I'd encourage people to also read Niels Möller and Torbjörn Granlund's division ...

remcob · on March 24, 2021

IIRC, I tried this method, but did not see any performance improvement. The method replaces a single `divq` instruction with a table lookup and several multiplications. On modern processors this is no longer a worthwhile trade off.

chjj · on March 24, 2021

The 2-by-1 and 3-by-2 division functions described in the paper result in a very measurable speedup in my code. I think you're confusing those with the reciprocal calculation itself (which can be computed with a lookup table).

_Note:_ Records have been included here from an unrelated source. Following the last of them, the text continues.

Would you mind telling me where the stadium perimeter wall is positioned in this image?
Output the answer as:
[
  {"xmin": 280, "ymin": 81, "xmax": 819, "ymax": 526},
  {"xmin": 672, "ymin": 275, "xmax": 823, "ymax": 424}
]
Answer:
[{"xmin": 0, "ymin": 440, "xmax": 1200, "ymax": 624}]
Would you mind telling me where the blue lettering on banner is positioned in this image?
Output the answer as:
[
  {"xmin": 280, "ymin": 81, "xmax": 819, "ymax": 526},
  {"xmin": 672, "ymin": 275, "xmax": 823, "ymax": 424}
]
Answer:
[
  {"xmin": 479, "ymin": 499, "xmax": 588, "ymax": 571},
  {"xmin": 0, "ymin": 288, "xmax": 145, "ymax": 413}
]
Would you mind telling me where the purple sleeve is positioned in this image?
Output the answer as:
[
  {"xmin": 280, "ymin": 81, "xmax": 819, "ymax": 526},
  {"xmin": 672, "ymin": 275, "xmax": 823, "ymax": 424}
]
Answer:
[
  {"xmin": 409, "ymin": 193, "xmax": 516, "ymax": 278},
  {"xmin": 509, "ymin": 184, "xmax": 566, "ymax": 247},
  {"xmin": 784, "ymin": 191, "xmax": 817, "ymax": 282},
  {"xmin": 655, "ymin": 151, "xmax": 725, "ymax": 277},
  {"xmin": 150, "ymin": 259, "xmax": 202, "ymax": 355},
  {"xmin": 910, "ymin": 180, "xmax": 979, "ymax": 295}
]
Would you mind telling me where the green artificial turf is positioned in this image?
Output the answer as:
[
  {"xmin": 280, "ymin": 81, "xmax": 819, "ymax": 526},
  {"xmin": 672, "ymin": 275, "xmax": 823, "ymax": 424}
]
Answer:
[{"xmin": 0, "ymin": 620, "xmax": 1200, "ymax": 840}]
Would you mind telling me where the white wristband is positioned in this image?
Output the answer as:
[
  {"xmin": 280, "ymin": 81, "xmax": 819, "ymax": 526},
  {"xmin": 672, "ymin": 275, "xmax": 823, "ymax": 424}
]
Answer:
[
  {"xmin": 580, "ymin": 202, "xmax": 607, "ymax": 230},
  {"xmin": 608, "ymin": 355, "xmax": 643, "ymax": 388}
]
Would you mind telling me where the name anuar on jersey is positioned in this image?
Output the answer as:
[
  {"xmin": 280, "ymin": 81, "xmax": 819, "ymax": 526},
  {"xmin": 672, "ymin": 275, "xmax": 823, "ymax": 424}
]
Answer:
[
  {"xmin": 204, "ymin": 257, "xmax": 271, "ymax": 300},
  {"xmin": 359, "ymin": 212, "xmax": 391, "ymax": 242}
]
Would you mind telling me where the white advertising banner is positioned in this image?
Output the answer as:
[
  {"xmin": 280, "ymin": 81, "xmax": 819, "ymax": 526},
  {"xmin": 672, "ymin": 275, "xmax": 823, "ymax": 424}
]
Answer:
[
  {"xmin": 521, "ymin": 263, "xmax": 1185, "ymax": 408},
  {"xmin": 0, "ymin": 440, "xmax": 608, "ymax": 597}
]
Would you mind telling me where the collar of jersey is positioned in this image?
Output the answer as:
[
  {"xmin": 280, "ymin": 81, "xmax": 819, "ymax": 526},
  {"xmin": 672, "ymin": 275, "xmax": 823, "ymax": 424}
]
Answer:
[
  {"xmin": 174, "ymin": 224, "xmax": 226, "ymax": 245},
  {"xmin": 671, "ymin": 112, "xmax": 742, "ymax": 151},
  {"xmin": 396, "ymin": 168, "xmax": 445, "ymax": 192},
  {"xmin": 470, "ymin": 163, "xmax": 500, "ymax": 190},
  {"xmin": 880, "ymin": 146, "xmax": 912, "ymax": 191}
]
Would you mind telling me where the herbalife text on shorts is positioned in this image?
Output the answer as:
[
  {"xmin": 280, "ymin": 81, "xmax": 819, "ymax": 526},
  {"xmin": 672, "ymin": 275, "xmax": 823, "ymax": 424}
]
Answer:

I agree that part doesn't really lend itself to any significant performance benefit and is probably better calculated with a single hardware division instead.

I feel it necessary to point out that the 3-by-2 division actually has multiple benefits which are easy to miss:

1. The quotient loop can be skipped as I mentioned.

2. The "Add back" step is less likely to be triggered.

3. Since a 2-word remainder is computed with the division, you can skip 2 iterations on the multiply+subtract step.

My reimplementation of GMP documents both the 2-by-1 and 3-by-2 divisions pretty thoroughly[1][2].

[1] https://github.com/bcoin-org/libtorsion/blob/master/src/mpi....

[2] https://github.com/bcoin-org/libtorsion/blob/master/src/mpi....

zmodem · on March 24, 2021

I had not seen that GMP reimplementation before, but it looks very readable. Thanks!

I used the Möller & Granlund paper for a portable implementation of 2-by-1 division [1], and on my machine (which is admittedly not exactly new) it runs much faster than the DIV instruction.

[1] https://www.hanshq.net/eprime.html#div

mratsim · on March 24, 2021

The 3-by-2 division is from Burnikel and Ziegler [1][2] with a nice comparison from Hasselstrom between division approaches.

OpenSSL has introduced another 3 by 2, but this one is written with constant-time concerns for cryptography [4]

[1]: http://citeseerx.ist.psu.edu/viewdoc/download?doi=10.1.1.47....

[2]: https://github.com/status-im/nim-stint/blob/bae3fc6/stint/pr...

[3]: http://bioinfo.ict.ac.cn/~dbu/AlgorithmCourses/Lectures/Hass...

[4]: https://github.com/openssl/openssl/pull/7589